The restrictions set on the limit of the amount of money any one individual, political party, and political action committees are not violations of free speech. If no limits on contributions were set, all the wealthier people would get represented by the government while the lower class people, who cannot donate as much money, would not get nearly as many benefits from the government. In 1996, approximately a tenth of a percent of the population donated more than $1000, but the contributions added up to about $168 million. On the other hand, 80% of the population donated nothing at all. Large corporations that contribute funds directly from their treasuries are violating the right of free speech of the employees. As Bob Dole stated in his 1996 campaign, “No American should be forced against his will to give to a political agenda he doesn’t agree with.” Some of the employees only contribute funds because it is required even though they do not agree with the issues. Unfortunately, there are always loopholes in laws. For example, to avoid violating the Tillman Act, some corporations give all their employees large “bonus” checks with the understanding that they would send it as a contribution to their “endorsed” candidate. In, 1996, the total amount donated by corporations equaled close to $250 million. This money could have been used to upgrade equipment to the latest in technology by corporations, or it could have been used to pay off a mortgage or other bills by individuals, but instead it was used to help fund candidates that some of the contributors do not even agree with. If the corporations could be strictly restricted from contributing money to political organizations, then the money would flow through the economy into projects that affect all people positively.
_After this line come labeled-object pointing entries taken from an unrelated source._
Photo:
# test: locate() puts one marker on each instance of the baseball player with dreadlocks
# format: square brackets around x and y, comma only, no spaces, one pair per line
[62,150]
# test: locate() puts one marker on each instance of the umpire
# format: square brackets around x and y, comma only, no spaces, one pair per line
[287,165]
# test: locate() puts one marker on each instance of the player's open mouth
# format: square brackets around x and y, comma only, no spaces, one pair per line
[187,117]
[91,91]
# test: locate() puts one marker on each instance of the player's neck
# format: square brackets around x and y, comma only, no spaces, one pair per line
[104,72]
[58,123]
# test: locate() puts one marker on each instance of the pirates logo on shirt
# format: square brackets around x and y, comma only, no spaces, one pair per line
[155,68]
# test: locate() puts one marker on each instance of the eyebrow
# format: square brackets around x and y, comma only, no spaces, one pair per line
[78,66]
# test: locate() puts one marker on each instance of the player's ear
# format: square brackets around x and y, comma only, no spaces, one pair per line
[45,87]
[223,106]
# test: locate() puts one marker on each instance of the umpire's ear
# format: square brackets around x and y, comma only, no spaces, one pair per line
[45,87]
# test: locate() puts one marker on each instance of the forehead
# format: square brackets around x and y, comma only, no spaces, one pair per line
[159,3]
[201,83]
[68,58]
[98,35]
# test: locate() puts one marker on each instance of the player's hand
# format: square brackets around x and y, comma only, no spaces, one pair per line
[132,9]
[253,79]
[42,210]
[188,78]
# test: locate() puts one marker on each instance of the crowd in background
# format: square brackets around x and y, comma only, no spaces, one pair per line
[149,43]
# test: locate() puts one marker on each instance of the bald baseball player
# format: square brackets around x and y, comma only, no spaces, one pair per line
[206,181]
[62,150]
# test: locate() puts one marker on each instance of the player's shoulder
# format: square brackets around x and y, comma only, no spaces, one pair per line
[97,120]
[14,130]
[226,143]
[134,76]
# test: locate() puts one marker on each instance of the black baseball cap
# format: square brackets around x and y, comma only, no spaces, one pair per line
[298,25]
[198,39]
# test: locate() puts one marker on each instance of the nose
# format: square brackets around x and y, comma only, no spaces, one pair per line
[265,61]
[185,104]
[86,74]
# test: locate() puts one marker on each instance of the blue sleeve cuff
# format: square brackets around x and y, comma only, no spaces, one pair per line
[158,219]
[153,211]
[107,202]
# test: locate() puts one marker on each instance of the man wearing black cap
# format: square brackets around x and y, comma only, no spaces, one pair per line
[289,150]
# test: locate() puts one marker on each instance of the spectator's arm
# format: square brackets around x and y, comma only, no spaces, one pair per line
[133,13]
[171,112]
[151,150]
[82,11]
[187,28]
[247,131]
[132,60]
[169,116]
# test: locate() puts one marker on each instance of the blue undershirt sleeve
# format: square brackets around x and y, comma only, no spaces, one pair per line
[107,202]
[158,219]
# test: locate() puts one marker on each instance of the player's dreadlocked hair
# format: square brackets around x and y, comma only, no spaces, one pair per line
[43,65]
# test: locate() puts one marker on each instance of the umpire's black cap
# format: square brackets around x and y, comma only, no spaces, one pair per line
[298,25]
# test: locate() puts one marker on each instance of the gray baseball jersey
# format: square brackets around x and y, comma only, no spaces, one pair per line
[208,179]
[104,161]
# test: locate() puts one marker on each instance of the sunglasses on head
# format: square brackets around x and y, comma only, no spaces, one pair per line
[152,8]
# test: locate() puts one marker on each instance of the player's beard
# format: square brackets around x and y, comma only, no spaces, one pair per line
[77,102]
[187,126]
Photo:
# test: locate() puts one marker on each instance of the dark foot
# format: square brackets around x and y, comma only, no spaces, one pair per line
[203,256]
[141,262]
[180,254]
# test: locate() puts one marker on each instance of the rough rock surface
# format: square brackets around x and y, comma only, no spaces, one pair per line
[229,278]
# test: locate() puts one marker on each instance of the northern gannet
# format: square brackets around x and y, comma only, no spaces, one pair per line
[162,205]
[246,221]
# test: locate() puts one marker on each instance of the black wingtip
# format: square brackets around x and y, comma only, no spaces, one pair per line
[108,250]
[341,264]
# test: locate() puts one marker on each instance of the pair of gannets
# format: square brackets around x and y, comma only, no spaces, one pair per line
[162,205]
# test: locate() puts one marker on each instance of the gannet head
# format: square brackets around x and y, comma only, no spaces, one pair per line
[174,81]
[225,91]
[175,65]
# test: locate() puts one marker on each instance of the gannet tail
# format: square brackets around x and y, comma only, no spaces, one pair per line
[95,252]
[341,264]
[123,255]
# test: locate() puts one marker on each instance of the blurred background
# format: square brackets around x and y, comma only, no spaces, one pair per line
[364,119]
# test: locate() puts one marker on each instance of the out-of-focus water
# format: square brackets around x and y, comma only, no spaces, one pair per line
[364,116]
The contents of a political ad, should not be governed by rules because it would violate the First Amendment, the freedom of speech. To a certain extent, there should be no rules against slandering. It should be allowed as long as the party can support the issues with legal, trustworthy documents. This provides not only the truth about the candidate getting slandered, but also a real view at what kind of person you are actually voting for: one that concentrates on finding out “dirt” on the opponent or one that concentrates on the issues that matter.
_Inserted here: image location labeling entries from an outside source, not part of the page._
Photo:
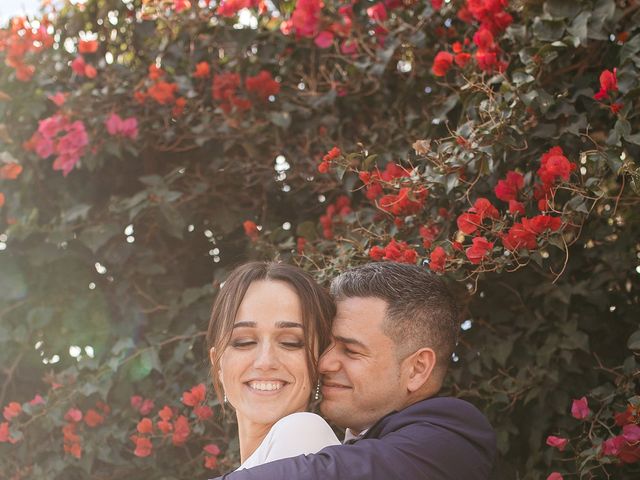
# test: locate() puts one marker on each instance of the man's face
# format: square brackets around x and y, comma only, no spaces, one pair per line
[361,375]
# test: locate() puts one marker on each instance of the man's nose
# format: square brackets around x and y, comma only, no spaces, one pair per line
[328,361]
[266,357]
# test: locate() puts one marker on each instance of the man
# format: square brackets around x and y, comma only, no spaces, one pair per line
[393,336]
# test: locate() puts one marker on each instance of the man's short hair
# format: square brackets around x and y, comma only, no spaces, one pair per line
[421,311]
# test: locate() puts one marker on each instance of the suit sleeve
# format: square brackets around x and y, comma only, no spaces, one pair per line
[412,453]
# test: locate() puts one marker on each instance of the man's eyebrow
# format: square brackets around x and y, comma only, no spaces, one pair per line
[350,341]
[278,325]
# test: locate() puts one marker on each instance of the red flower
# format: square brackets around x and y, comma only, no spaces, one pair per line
[10,171]
[195,396]
[88,46]
[324,39]
[462,59]
[437,259]
[485,209]
[228,8]
[163,92]
[5,434]
[202,70]
[395,251]
[181,430]
[143,446]
[442,63]
[376,253]
[378,12]
[554,166]
[580,408]
[557,442]
[145,425]
[262,85]
[480,248]
[93,418]
[12,410]
[251,229]
[540,223]
[608,83]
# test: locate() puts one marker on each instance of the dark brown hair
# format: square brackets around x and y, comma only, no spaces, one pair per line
[318,310]
[421,311]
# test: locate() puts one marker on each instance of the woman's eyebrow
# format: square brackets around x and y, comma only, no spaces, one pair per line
[278,325]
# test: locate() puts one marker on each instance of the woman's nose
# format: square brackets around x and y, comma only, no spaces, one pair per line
[328,361]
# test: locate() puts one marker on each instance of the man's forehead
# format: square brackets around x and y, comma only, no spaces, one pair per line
[359,312]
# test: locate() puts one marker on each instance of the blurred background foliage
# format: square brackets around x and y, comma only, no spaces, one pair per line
[108,270]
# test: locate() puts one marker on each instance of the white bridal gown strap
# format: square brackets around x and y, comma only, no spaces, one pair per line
[300,433]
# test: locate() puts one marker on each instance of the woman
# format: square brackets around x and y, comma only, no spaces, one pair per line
[269,323]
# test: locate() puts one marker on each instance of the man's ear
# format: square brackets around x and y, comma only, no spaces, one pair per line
[420,366]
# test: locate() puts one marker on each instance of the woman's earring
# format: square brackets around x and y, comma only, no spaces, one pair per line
[316,395]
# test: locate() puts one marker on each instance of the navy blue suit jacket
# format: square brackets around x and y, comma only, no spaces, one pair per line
[440,438]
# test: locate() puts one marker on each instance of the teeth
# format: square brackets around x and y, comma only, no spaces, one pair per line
[266,386]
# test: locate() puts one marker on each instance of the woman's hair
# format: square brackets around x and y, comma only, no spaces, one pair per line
[318,310]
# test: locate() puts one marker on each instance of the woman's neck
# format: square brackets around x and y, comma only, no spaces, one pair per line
[250,435]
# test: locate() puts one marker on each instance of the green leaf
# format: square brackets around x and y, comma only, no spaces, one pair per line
[97,236]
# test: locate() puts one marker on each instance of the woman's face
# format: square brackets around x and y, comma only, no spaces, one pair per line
[264,368]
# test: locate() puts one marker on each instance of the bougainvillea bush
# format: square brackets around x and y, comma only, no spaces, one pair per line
[147,147]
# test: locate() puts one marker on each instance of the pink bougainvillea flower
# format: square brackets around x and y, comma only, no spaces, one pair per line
[145,425]
[36,400]
[143,446]
[202,70]
[580,408]
[73,415]
[127,128]
[12,410]
[228,8]
[195,396]
[306,18]
[437,259]
[180,5]
[181,431]
[557,442]
[59,98]
[608,84]
[378,12]
[479,250]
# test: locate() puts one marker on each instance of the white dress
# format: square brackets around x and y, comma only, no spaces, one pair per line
[300,433]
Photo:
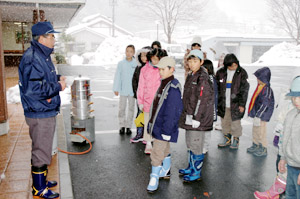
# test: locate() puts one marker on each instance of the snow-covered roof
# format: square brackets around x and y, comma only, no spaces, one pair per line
[91,20]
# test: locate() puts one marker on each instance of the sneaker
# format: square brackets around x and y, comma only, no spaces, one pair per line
[253,148]
[148,149]
[235,143]
[261,151]
[122,131]
[226,141]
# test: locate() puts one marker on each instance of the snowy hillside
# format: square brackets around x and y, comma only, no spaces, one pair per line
[281,54]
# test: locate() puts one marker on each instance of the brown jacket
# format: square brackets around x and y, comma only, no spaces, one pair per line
[198,101]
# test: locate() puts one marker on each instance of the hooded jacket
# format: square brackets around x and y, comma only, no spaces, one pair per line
[137,71]
[167,114]
[239,92]
[123,77]
[38,82]
[198,101]
[264,102]
[149,82]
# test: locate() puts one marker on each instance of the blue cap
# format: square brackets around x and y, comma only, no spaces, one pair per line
[295,88]
[42,28]
[196,53]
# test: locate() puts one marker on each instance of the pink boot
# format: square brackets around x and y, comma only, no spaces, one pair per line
[273,193]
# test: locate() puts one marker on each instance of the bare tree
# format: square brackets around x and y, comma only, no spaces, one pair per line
[286,13]
[170,12]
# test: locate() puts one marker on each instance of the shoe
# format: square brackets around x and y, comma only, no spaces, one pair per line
[154,179]
[148,149]
[122,131]
[165,171]
[197,163]
[226,142]
[128,131]
[253,148]
[39,186]
[189,167]
[275,190]
[261,151]
[235,143]
[139,135]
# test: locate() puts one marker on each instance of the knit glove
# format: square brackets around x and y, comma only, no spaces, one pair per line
[195,123]
[278,129]
[141,107]
[256,121]
[276,140]
[188,119]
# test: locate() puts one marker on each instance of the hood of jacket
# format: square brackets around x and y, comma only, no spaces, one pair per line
[264,75]
[44,50]
[138,53]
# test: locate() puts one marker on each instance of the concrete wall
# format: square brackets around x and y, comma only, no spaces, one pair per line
[9,36]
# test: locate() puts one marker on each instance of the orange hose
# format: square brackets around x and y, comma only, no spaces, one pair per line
[78,153]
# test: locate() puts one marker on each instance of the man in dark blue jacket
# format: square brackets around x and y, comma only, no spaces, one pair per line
[39,89]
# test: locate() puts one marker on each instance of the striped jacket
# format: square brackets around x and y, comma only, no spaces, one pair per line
[264,102]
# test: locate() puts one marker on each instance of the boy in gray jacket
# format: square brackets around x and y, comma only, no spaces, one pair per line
[289,148]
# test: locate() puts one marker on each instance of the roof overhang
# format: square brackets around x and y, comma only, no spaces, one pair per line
[58,12]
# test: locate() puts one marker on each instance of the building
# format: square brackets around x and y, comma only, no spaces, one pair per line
[91,32]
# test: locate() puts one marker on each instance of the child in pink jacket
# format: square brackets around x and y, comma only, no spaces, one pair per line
[149,82]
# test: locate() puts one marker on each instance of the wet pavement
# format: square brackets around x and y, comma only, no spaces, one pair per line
[117,169]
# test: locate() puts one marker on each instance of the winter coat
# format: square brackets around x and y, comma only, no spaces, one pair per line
[123,77]
[38,82]
[198,101]
[137,71]
[264,103]
[289,149]
[165,122]
[149,82]
[239,92]
[213,80]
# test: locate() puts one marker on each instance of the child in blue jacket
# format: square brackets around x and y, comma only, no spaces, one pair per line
[261,109]
[123,86]
[164,115]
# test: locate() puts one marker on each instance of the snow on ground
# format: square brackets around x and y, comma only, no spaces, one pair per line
[281,54]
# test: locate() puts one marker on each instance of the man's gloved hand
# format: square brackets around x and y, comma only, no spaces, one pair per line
[188,119]
[256,121]
[276,140]
[195,123]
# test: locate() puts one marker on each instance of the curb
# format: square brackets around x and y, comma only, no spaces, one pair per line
[66,190]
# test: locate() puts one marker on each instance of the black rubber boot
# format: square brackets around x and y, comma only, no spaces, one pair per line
[39,186]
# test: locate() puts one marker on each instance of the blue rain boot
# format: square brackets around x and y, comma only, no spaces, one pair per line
[197,162]
[165,171]
[154,179]
[39,186]
[189,168]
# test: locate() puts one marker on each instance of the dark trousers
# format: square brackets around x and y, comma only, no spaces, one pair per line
[41,132]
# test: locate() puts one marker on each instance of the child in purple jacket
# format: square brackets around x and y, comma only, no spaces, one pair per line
[261,109]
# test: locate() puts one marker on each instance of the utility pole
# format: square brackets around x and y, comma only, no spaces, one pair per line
[113,3]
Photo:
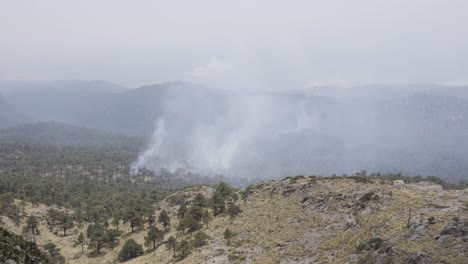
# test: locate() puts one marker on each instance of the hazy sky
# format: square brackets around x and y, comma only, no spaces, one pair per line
[243,43]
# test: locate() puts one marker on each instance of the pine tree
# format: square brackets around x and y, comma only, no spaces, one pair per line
[164,219]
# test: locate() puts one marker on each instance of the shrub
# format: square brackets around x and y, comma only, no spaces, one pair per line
[131,249]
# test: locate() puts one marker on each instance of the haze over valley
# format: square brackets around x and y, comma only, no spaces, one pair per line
[232,132]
The infamous “Daisy Ad” proved to be one of the very first negative ads in political history. In 1964, Barry Goldwater, the Republican extremist, gave a speech during a Republican convention that haunted him for the rest of his campaign. The first part of his famous line stated, “Extremism in the defense of liberty is no vice.” This created a stir by the media, which caused Lyndon B. Johnson and his campaign team to produce an ad that was known to be the “Daisy Ad.” The ad featured a girl counting petals on a daisy while a voice in the background counted down to zero from ten. At the count of zero, a giant mushroom cloud is shown. Even though the ad only aired on television for one day, the message shot across the nation. This ad suggested that Goldwater would get “trigger-happy” during the nuclear age and cause a nuclear holocaust.
In conclusion, media and money determine how well a candidate does in an election. If the candidate is well-funded, then he can buy million and millions of dollars worth of media time, such as television and radio airtime. The First Amendment insures that the rights of the people are not violated. Even though restrictions limit the amount of freedom one has, it is necessary to keep candidates honest in the funding of the campaigns.